PROJECTS
Project 1: Expanding our understanding of methylglyoxal metabolism.
Methylglyoxal (MGO) is generated as a by-product of glycolysis (~0.1% - 0.4% of the total glycolytic flux). Under physiologic conditions, MGO is detoxified by the glyoxalase system, which is comprised of two enzymes (glyoxalase 1, GLO1, and GLO2). When this system is compromised (e.g. diabetes), concentrations of MGO are elevated and it can adduct proteins and DNA, yielding stable, long-lived adducts on Lys, Arg, and deoxyguanosine. As a result, systems are in place to remove these potentially damaging modifications. We have shown that the deglycase, DJ-1 , is capable of removing the intermediate aminocarbinol adduct, yielding the unmodified Arg and lactate. We are interested in fully understanding these enzymatic reactions and elucidating the consequences of protein adduction when these detoxification mechanisms are compromised. Enzymatic reactions are shown in green.

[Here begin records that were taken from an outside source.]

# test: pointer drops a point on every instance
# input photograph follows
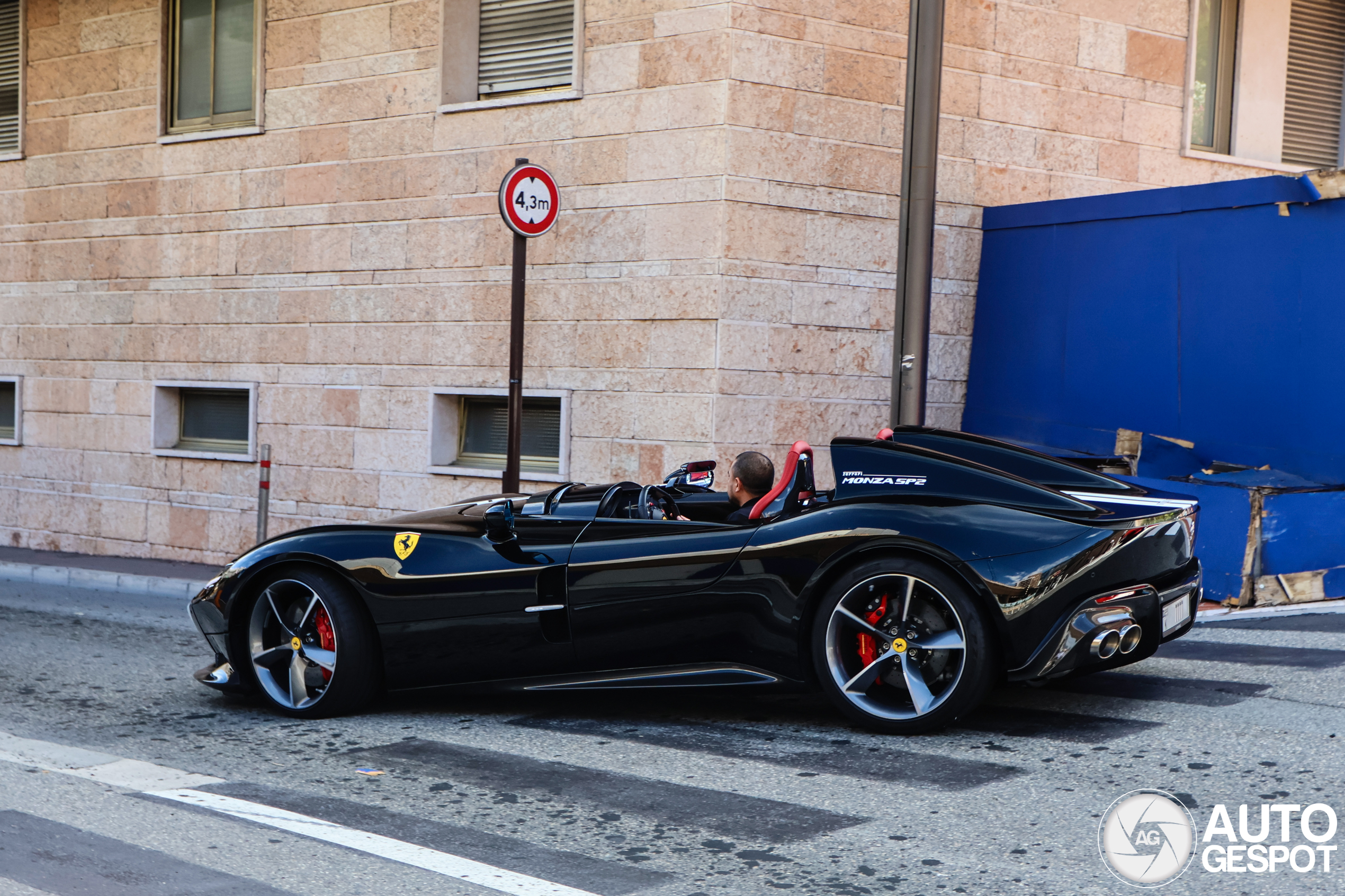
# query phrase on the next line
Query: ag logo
(1147, 839)
(404, 543)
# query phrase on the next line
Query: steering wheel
(656, 504)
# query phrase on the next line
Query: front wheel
(310, 645)
(902, 648)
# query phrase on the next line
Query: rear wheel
(310, 645)
(900, 647)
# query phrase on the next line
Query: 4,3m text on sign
(529, 201)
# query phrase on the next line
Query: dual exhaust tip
(1125, 640)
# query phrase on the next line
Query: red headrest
(795, 480)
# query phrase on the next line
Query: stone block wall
(721, 277)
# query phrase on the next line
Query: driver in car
(751, 476)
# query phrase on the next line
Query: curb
(100, 581)
(1278, 610)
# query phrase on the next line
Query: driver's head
(752, 475)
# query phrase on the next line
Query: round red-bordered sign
(529, 201)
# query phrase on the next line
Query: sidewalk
(133, 575)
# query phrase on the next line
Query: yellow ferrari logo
(405, 543)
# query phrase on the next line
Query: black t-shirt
(741, 513)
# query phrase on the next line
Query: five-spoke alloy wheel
(310, 645)
(902, 648)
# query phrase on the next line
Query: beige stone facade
(721, 276)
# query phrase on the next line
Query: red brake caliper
(326, 637)
(868, 648)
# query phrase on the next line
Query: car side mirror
(698, 473)
(499, 523)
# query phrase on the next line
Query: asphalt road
(654, 793)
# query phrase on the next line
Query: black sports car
(940, 563)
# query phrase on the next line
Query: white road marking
(397, 850)
(97, 766)
(177, 785)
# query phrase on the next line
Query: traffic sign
(529, 201)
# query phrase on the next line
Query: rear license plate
(1176, 614)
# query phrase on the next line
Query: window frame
(166, 420)
(460, 28)
(23, 93)
(18, 409)
(170, 132)
(1226, 78)
(446, 410)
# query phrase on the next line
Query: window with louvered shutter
(485, 435)
(214, 421)
(10, 73)
(525, 45)
(1316, 78)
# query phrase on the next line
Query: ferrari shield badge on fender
(404, 543)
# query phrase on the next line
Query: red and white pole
(263, 492)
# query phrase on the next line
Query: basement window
(214, 421)
(486, 435)
(470, 435)
(11, 411)
(11, 76)
(510, 51)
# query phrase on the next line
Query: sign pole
(915, 238)
(513, 457)
(529, 205)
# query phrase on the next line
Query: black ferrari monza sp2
(940, 563)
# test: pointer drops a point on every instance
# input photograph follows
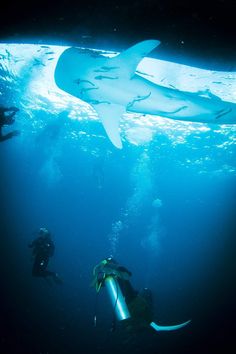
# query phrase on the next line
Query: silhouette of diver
(132, 309)
(7, 118)
(43, 249)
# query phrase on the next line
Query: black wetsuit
(43, 249)
(7, 120)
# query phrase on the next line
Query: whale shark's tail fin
(168, 328)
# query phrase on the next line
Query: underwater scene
(118, 187)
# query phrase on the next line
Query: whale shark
(113, 86)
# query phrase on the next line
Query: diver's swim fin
(168, 328)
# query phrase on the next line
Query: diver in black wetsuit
(7, 118)
(43, 249)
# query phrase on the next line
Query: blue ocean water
(164, 207)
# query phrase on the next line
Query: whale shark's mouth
(27, 81)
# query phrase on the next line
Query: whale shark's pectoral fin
(110, 115)
(168, 328)
(126, 62)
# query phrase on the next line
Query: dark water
(97, 200)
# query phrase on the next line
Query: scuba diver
(43, 249)
(134, 309)
(7, 118)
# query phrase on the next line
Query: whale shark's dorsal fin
(127, 61)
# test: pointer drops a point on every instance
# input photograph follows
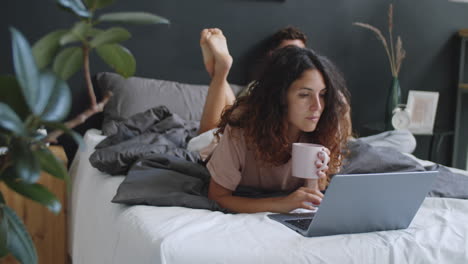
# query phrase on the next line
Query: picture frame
(422, 106)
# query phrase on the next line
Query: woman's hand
(301, 198)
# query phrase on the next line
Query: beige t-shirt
(233, 164)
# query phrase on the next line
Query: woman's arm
(301, 198)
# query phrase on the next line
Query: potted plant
(39, 96)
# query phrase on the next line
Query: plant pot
(393, 100)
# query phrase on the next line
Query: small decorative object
(401, 118)
(395, 54)
(422, 106)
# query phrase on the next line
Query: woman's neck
(294, 135)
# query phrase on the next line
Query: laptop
(359, 203)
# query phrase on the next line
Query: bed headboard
(172, 52)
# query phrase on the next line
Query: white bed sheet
(103, 232)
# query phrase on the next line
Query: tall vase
(393, 99)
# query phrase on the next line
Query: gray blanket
(155, 131)
(150, 148)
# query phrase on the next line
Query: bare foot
(218, 46)
(208, 58)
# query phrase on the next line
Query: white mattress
(103, 232)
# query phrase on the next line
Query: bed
(105, 232)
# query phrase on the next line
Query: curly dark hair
(287, 33)
(262, 113)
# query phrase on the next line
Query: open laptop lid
(357, 203)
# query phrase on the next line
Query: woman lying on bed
(297, 99)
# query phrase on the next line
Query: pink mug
(304, 157)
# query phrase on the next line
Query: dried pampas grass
(395, 55)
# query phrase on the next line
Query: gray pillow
(137, 94)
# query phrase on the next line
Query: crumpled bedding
(155, 131)
(164, 173)
(105, 233)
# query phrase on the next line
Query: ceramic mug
(304, 157)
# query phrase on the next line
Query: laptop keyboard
(301, 223)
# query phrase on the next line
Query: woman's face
(306, 101)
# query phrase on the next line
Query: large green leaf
(59, 126)
(3, 233)
(68, 62)
(59, 103)
(47, 81)
(25, 67)
(75, 6)
(10, 94)
(112, 35)
(35, 192)
(26, 165)
(133, 18)
(96, 4)
(45, 48)
(10, 121)
(79, 32)
(19, 243)
(119, 58)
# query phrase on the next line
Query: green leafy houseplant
(39, 96)
(395, 55)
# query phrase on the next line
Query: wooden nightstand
(48, 231)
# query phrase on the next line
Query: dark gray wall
(428, 29)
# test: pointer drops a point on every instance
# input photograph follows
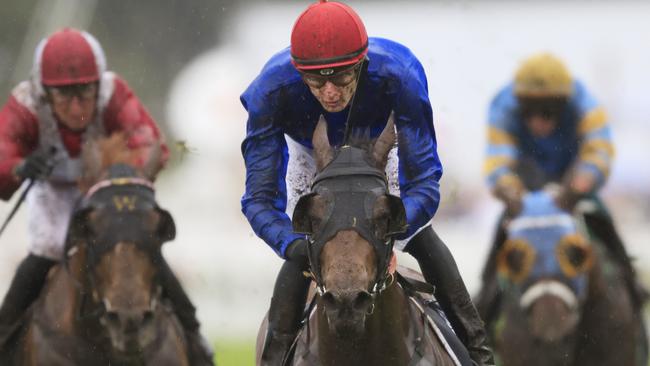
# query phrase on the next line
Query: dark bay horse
(563, 301)
(361, 315)
(103, 304)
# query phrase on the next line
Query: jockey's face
(541, 115)
(334, 91)
(74, 105)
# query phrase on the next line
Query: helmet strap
(352, 114)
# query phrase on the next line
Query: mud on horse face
(351, 222)
(122, 230)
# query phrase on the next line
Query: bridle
(351, 187)
(120, 195)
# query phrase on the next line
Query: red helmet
(328, 35)
(69, 56)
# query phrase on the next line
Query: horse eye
(515, 260)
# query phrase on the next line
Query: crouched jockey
(318, 75)
(544, 128)
(70, 98)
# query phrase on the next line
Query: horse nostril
(363, 301)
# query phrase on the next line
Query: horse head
(351, 222)
(544, 266)
(120, 229)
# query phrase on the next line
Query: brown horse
(563, 301)
(361, 315)
(103, 305)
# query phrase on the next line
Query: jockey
(545, 127)
(318, 75)
(69, 99)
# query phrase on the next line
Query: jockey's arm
(125, 113)
(419, 165)
(265, 155)
(18, 138)
(502, 152)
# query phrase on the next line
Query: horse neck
(383, 341)
(62, 295)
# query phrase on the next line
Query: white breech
(49, 209)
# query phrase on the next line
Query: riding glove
(297, 251)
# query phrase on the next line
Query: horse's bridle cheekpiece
(351, 186)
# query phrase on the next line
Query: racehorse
(102, 305)
(563, 301)
(361, 315)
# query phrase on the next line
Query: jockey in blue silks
(317, 76)
(545, 127)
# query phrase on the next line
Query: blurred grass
(234, 352)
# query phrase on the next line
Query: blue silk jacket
(582, 139)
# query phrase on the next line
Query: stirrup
(276, 343)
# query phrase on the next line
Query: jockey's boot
(440, 270)
(285, 313)
(24, 289)
(601, 225)
(199, 351)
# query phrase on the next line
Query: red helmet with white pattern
(69, 56)
(328, 35)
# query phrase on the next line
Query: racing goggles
(65, 94)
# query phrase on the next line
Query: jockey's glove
(297, 251)
(567, 198)
(36, 165)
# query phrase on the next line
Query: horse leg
(200, 352)
(439, 269)
(285, 313)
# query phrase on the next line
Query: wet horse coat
(361, 316)
(563, 301)
(103, 305)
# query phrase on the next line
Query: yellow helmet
(543, 75)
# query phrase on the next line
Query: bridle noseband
(351, 187)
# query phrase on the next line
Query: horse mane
(99, 154)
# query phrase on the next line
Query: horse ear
(78, 227)
(397, 219)
(301, 220)
(166, 226)
(323, 152)
(385, 143)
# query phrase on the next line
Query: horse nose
(356, 300)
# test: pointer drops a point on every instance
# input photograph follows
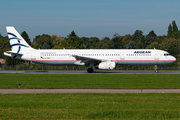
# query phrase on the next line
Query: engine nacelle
(107, 65)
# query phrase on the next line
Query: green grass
(90, 80)
(90, 106)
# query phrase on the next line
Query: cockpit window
(166, 54)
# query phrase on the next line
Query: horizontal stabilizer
(12, 52)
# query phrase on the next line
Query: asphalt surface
(95, 72)
(63, 91)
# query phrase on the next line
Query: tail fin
(17, 43)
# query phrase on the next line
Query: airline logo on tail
(12, 36)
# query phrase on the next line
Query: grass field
(90, 106)
(90, 80)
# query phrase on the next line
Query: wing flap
(13, 53)
(87, 59)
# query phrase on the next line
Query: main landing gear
(156, 70)
(90, 70)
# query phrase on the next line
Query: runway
(95, 72)
(73, 91)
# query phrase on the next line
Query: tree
(174, 27)
(26, 37)
(131, 45)
(39, 41)
(169, 32)
(141, 43)
(176, 35)
(73, 34)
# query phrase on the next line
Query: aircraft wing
(87, 60)
(12, 52)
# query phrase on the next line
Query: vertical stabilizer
(17, 42)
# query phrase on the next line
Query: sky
(88, 18)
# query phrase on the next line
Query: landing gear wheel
(90, 70)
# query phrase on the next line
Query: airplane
(99, 58)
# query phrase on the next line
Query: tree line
(169, 42)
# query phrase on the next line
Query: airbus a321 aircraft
(100, 58)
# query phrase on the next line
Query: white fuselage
(119, 56)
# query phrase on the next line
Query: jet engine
(107, 65)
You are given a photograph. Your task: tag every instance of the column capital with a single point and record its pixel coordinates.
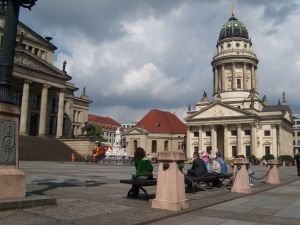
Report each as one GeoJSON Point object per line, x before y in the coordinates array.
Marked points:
{"type": "Point", "coordinates": [26, 81]}
{"type": "Point", "coordinates": [46, 86]}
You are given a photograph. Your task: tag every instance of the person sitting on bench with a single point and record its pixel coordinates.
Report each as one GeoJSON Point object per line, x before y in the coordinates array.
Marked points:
{"type": "Point", "coordinates": [143, 168]}
{"type": "Point", "coordinates": [198, 168]}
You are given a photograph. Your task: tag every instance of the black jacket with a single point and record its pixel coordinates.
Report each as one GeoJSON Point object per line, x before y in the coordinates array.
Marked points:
{"type": "Point", "coordinates": [199, 168]}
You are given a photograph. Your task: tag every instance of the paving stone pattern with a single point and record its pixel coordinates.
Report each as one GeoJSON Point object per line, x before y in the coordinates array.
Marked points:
{"type": "Point", "coordinates": [92, 194]}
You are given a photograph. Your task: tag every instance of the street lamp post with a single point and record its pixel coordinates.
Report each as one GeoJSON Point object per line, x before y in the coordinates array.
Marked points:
{"type": "Point", "coordinates": [12, 180]}
{"type": "Point", "coordinates": [8, 44]}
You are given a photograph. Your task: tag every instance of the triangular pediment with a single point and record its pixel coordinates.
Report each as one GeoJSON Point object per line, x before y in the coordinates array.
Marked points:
{"type": "Point", "coordinates": [219, 110]}
{"type": "Point", "coordinates": [136, 131]}
{"type": "Point", "coordinates": [26, 59]}
{"type": "Point", "coordinates": [287, 116]}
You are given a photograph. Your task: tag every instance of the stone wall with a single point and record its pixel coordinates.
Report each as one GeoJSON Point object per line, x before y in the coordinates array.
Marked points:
{"type": "Point", "coordinates": [83, 147]}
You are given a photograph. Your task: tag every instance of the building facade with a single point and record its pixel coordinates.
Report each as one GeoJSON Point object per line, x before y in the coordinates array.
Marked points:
{"type": "Point", "coordinates": [109, 127]}
{"type": "Point", "coordinates": [44, 92]}
{"type": "Point", "coordinates": [157, 131]}
{"type": "Point", "coordinates": [296, 128]}
{"type": "Point", "coordinates": [237, 121]}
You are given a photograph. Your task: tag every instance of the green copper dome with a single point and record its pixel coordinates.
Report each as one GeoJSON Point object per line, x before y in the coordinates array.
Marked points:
{"type": "Point", "coordinates": [233, 28]}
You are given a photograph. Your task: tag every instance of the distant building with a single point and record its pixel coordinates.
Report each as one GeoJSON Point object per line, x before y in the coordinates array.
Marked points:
{"type": "Point", "coordinates": [237, 121]}
{"type": "Point", "coordinates": [296, 128]}
{"type": "Point", "coordinates": [44, 92]}
{"type": "Point", "coordinates": [126, 126]}
{"type": "Point", "coordinates": [108, 125]}
{"type": "Point", "coordinates": [157, 131]}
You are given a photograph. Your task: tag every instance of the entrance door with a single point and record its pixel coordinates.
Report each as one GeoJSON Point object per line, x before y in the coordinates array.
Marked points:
{"type": "Point", "coordinates": [34, 124]}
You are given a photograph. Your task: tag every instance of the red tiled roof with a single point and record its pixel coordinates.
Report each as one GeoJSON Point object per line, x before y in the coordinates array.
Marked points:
{"type": "Point", "coordinates": [104, 122]}
{"type": "Point", "coordinates": [157, 121]}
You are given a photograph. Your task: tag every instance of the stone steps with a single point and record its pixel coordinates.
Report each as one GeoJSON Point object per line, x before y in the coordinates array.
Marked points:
{"type": "Point", "coordinates": [32, 148]}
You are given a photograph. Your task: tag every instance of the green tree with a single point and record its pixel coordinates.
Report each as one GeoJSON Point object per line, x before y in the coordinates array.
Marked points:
{"type": "Point", "coordinates": [93, 131]}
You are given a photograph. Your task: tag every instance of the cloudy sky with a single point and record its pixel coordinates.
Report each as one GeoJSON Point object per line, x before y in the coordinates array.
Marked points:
{"type": "Point", "coordinates": [134, 55]}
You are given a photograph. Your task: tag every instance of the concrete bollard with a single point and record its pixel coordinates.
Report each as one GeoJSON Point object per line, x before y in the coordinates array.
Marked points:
{"type": "Point", "coordinates": [241, 177]}
{"type": "Point", "coordinates": [170, 190]}
{"type": "Point", "coordinates": [273, 176]}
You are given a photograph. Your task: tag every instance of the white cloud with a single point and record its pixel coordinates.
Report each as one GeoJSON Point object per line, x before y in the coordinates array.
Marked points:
{"type": "Point", "coordinates": [142, 54]}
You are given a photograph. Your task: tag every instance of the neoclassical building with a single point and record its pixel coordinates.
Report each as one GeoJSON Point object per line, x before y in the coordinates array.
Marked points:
{"type": "Point", "coordinates": [237, 121]}
{"type": "Point", "coordinates": [44, 92]}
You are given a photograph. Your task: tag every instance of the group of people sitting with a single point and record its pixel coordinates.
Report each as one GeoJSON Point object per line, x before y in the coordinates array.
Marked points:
{"type": "Point", "coordinates": [203, 166]}
{"type": "Point", "coordinates": [206, 165]}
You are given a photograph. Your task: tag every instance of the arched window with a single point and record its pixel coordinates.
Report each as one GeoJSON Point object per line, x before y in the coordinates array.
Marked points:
{"type": "Point", "coordinates": [166, 146]}
{"type": "Point", "coordinates": [135, 145]}
{"type": "Point", "coordinates": [154, 146]}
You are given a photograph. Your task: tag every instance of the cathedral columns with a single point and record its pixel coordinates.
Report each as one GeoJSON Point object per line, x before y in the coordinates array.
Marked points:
{"type": "Point", "coordinates": [223, 78]}
{"type": "Point", "coordinates": [244, 77]}
{"type": "Point", "coordinates": [274, 141]}
{"type": "Point", "coordinates": [188, 143]}
{"type": "Point", "coordinates": [252, 77]}
{"type": "Point", "coordinates": [253, 140]}
{"type": "Point", "coordinates": [200, 139]}
{"type": "Point", "coordinates": [60, 114]}
{"type": "Point", "coordinates": [24, 108]}
{"type": "Point", "coordinates": [239, 140]}
{"type": "Point", "coordinates": [226, 141]}
{"type": "Point", "coordinates": [43, 111]}
{"type": "Point", "coordinates": [216, 80]}
{"type": "Point", "coordinates": [233, 85]}
{"type": "Point", "coordinates": [213, 140]}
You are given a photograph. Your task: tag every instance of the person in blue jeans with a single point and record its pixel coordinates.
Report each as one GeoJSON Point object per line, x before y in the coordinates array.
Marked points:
{"type": "Point", "coordinates": [223, 165]}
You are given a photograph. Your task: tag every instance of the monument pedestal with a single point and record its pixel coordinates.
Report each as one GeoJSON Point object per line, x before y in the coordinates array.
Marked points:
{"type": "Point", "coordinates": [12, 180]}
{"type": "Point", "coordinates": [273, 175]}
{"type": "Point", "coordinates": [241, 176]}
{"type": "Point", "coordinates": [170, 192]}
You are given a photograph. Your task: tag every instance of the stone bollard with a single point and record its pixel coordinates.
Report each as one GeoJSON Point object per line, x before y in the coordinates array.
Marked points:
{"type": "Point", "coordinates": [170, 191]}
{"type": "Point", "coordinates": [273, 176]}
{"type": "Point", "coordinates": [241, 176]}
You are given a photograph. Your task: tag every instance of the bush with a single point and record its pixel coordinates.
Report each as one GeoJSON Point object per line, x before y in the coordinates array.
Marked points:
{"type": "Point", "coordinates": [289, 160]}
{"type": "Point", "coordinates": [268, 157]}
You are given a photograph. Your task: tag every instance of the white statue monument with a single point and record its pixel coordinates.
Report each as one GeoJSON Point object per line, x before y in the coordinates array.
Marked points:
{"type": "Point", "coordinates": [117, 150]}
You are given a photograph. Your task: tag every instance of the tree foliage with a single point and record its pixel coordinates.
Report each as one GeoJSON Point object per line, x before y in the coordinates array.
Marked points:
{"type": "Point", "coordinates": [93, 131]}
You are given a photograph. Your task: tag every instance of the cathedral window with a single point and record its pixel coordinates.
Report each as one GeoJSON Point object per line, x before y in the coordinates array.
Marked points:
{"type": "Point", "coordinates": [267, 150]}
{"type": "Point", "coordinates": [247, 132]}
{"type": "Point", "coordinates": [166, 145]}
{"type": "Point", "coordinates": [35, 101]}
{"type": "Point", "coordinates": [233, 150]}
{"type": "Point", "coordinates": [208, 133]}
{"type": "Point", "coordinates": [267, 133]}
{"type": "Point", "coordinates": [154, 146]}
{"type": "Point", "coordinates": [248, 150]}
{"type": "Point", "coordinates": [233, 132]}
{"type": "Point", "coordinates": [238, 83]}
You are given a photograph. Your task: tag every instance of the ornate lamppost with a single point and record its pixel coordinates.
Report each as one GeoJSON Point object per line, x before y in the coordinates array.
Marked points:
{"type": "Point", "coordinates": [12, 9]}
{"type": "Point", "coordinates": [12, 180]}
{"type": "Point", "coordinates": [124, 143]}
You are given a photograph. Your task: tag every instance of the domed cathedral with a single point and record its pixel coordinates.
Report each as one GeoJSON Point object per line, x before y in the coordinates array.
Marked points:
{"type": "Point", "coordinates": [237, 121]}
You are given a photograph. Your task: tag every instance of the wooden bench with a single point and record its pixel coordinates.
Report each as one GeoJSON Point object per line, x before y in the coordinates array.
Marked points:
{"type": "Point", "coordinates": [196, 182]}
{"type": "Point", "coordinates": [140, 184]}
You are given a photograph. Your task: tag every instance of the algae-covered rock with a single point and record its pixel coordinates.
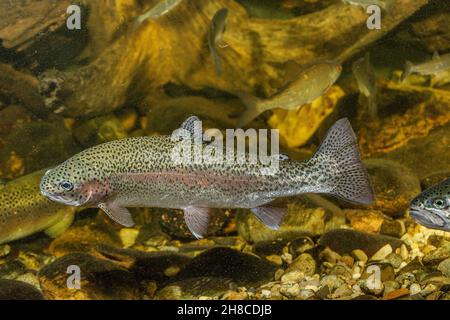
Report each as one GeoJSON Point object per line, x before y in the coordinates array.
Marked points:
{"type": "Point", "coordinates": [173, 223]}
{"type": "Point", "coordinates": [99, 130]}
{"type": "Point", "coordinates": [434, 178]}
{"type": "Point", "coordinates": [83, 236]}
{"type": "Point", "coordinates": [36, 146]}
{"type": "Point", "coordinates": [18, 290]}
{"type": "Point", "coordinates": [243, 268]}
{"type": "Point", "coordinates": [100, 279]}
{"type": "Point", "coordinates": [344, 241]}
{"type": "Point", "coordinates": [195, 288]}
{"type": "Point", "coordinates": [394, 186]}
{"type": "Point", "coordinates": [425, 155]}
{"type": "Point", "coordinates": [158, 266]}
{"type": "Point", "coordinates": [296, 127]}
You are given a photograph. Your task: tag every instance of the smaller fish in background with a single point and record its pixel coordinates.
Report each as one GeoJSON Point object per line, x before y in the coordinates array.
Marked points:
{"type": "Point", "coordinates": [365, 3]}
{"type": "Point", "coordinates": [367, 83]}
{"type": "Point", "coordinates": [216, 30]}
{"type": "Point", "coordinates": [431, 208]}
{"type": "Point", "coordinates": [159, 10]}
{"type": "Point", "coordinates": [310, 84]}
{"type": "Point", "coordinates": [434, 67]}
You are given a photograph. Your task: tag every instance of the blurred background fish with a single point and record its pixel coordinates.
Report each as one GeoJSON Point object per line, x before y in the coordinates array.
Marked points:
{"type": "Point", "coordinates": [216, 30]}
{"type": "Point", "coordinates": [435, 66]}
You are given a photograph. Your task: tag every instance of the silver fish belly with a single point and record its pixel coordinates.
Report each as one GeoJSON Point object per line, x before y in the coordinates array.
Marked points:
{"type": "Point", "coordinates": [140, 172]}
{"type": "Point", "coordinates": [216, 30]}
{"type": "Point", "coordinates": [431, 208]}
{"type": "Point", "coordinates": [24, 211]}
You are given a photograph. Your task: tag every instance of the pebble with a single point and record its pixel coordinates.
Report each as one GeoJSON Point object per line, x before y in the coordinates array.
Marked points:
{"type": "Point", "coordinates": [306, 294]}
{"type": "Point", "coordinates": [382, 253]}
{"type": "Point", "coordinates": [304, 263]}
{"type": "Point", "coordinates": [287, 257]}
{"type": "Point", "coordinates": [128, 236]}
{"type": "Point", "coordinates": [360, 255]}
{"type": "Point", "coordinates": [4, 250]}
{"type": "Point", "coordinates": [396, 294]}
{"type": "Point", "coordinates": [293, 276]}
{"type": "Point", "coordinates": [333, 282]}
{"type": "Point", "coordinates": [394, 259]}
{"type": "Point", "coordinates": [291, 291]}
{"type": "Point", "coordinates": [404, 252]}
{"type": "Point", "coordinates": [390, 286]}
{"type": "Point", "coordinates": [329, 255]}
{"type": "Point", "coordinates": [266, 294]}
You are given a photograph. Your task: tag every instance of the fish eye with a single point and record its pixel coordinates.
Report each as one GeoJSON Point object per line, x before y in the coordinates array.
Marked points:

Project 2: Deciphering the impact of methylglyoxal-modified histones on gene expression.
Histones are modified by MGO. (A) Western blotting demonstrates complete knockout of GLO1. (B) GLO1-/- cells lack any measurable GLO1 activity. (C) Western blotting of chromatin fractions using isoform-specific MG-H antibodies (courtesy of Dr. David Spiegel) reveals histones as targets for modification with markedly increased levels observed in GLO1-/- cells treated with electrophile. Due to a lack of measurable MG-H2 protein adduction, chromatin was treated with 5 mM MGO for 6 h (‘Control’) to serve as a positive control for MGO modification. (D,E) RNA-Seq reveals transcripts altered by MGO. Venn diagrams displaying significantly decreased or increased protein coding transcripts in GLO1-/- cells treated with either vehicle, 50 µM MGO, or 500 µM MGO compared with WT vehicle control. WT cells were also analyzed, revealing minimal alterations in gene expression, likely a result of the rapid metabolism of MGO by GLO1. Collectively, these data demonstrate that MGO mediates alterations in gene expression, which may be attributed, in part, to the covalent modification of histones.